But, there's already a good clean functional composable answer to this kind of thing,

fold takes an operation (like map does) a list (like map does) and an accumulator for building up results, and it returns the resulting accumulator.

   foldl(op, names, acc){
       if(names.empty)
           return acc
       else
           foldl(op, names.tail, op(names.head, acc)
   }

so with tail recursion, you get no stack growth. (i mean head like the first element of names, and tail as everything else)

the op would look something like

   op(name, acc){
      let p = Person.init(name)
      if(p.isValid)
          return acc += [p]
      else
          return acc
      }

So fold trundles down the list of names, the op checks each name to see if it's good, and only adds the good names to the final list. whenever fold notices it's out of more names to try, it just returns whatever the current accumulator might be.

Map forces you to build the intermediate representation, which the imperative version avoids.

TheCoelacanth · on Nov 21, 2016

Even Java manages to get your example to work efficiently with map/filter. It's not rocket science. Just because some library designers screwed it up doesn't invalidate the whole concept.

jfoutz · on Nov 21, 2016

but java provides collect. which is, like, the right way to do it.
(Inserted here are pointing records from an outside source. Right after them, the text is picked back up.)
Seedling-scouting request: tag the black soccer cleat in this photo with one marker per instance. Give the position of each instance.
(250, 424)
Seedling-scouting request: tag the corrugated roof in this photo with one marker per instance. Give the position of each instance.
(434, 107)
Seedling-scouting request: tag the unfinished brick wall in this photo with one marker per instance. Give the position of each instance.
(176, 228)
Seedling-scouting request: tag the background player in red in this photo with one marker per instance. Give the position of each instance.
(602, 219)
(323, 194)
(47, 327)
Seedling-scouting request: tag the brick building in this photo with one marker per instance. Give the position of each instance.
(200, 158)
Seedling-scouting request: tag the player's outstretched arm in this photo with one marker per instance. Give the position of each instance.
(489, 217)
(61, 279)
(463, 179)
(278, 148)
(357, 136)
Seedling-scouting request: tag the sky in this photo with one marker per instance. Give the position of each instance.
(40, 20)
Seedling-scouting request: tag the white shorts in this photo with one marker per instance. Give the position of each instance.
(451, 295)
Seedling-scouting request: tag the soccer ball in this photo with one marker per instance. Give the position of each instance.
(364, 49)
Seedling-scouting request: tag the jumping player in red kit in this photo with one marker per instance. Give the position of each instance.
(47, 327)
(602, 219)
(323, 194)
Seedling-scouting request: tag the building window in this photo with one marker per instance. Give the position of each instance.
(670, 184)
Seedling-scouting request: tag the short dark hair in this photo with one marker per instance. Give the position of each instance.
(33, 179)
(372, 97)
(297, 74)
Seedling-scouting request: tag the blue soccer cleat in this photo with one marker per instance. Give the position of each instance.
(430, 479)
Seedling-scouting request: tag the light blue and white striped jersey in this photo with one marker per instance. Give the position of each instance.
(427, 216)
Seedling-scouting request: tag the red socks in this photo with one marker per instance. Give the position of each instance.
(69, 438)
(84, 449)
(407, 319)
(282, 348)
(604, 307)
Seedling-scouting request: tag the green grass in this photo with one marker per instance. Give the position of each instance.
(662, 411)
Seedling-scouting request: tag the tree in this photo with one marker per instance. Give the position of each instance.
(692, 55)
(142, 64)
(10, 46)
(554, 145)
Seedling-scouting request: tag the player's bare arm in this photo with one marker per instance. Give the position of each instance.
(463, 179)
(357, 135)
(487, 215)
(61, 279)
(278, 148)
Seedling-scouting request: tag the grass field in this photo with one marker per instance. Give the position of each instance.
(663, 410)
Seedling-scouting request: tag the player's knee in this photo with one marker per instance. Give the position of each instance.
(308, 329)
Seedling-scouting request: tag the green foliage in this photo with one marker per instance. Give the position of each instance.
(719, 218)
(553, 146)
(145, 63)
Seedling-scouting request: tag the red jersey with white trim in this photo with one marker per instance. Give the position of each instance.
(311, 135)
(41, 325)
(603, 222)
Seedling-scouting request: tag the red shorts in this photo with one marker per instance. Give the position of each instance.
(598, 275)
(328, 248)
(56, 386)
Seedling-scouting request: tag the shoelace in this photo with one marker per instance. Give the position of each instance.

I'm just sort of mystified that people are defending map.filter over filter.map (which isn't crazy, as name.isValidPerson isn't provided.) but, you know, fold is a thing.

harpocrates · on Nov 21, 2016

> so they would not allocate an intermediate list

Not quite. Lazy sequences make it so that thinking about fusion/deforestation makes sense. This is an optimization the compiler can make. Naively, you still end up with as many allocations as before (just in a different order).

In Haskell, this sort of optimization is actually user-customizable using REWRITE RULES. And you get it for lists out of the box.